In regards to probable deaths, Bergen has 242, Essex has 229, Hudson has 160, Morris at 144, Passaic at 143, Sussex has 36 and Warren has 13.
The daily rate of infections from those tested as of Sept. 5 was 2.0%. The state is no longer using serology tests as health officials explained those results show a past presence of the disease as well as a current one.
As for the rate of transmission, it remained unchanged from the day before at 1.10. Officials have continually cited transmission rate and positivity rate as health data they rely on to track how the coronavirus is being contained in New Jersey, guiding them in determining when restrictions have to be tightened or lifted.
Officials reported 423 patients are hospitalized. The north tier had 219 patients hospitalized, the central 83 and the south 121.

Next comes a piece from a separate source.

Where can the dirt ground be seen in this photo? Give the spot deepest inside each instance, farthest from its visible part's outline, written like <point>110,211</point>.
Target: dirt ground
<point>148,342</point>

Of those hospitalized, 63 are in intensive care units and 31 on ventilators., while 28 patients were discharged.
Bergen Tops County Count
Bergen has the most cumulative cases in the state with 21,872, followed by Essex at 20,574, Hudson at 20,305, Middlesex at 18,649, Passaic at 18,560, Union at 17,248, Ocean at 11,543, Monmouth at 11,002, Camden at 9,384, Mercer at 8,439, Morris at 7,596, Burlington at 6,623, Somerset at 5,489, Atlantic at 3,840, Gloucester at 3,895, Cumberland at 3,649, Sussex at 1,417, Warren at 1,410, Hunterdon at 1,242, Salem at 1,004 and Cape May at 946.
Another 303 cases are still under investigation to determine where the person resides.
The racial breakdown of the record deaths was 54% White, 20% Hispanic, 18% Black, 6% Asian and 2% another race. Murphy has noted the rates in the black and Hispanic communities are running about 50% more than their population in the state.
In regards to the underlying disease of those who have passed, 56% had cardiovascular disease, 45% diabetes, 31% other chronic diseases, 18% neurological conditions, 17% lung diseases, 15% chronic renal disease, 10% cancer and 14% other. Health Commissioner Judith Persichilli has stated most cases have multiple underlying conditions which would push the percentage of 100%.
A census of ages for confirmed deaths shows 48% of deaths are of those 80 year old and up, 31% in the range of 65-80, 16% between 50-65 and 5% under the age of 49.
Long-term Care Facilities
Health officials noted 159 long-term care facilities are currently reporting at least one case of COVID-19, accounting for a total of 9,760 of the cases, broken down between 5,356 residents and 3,268 staff.
Cumulatively, 677 long-term care facilities reported a case infecting 24,930 residents and 13,407 staff, for a total of 38,277 cases.
The state’s official death total will now be reported as those that are lab confirmed, sits at 7,121 on Sept. 9. The facilities are reporting to the state 6,747 residents deaths and 121 staff deaths.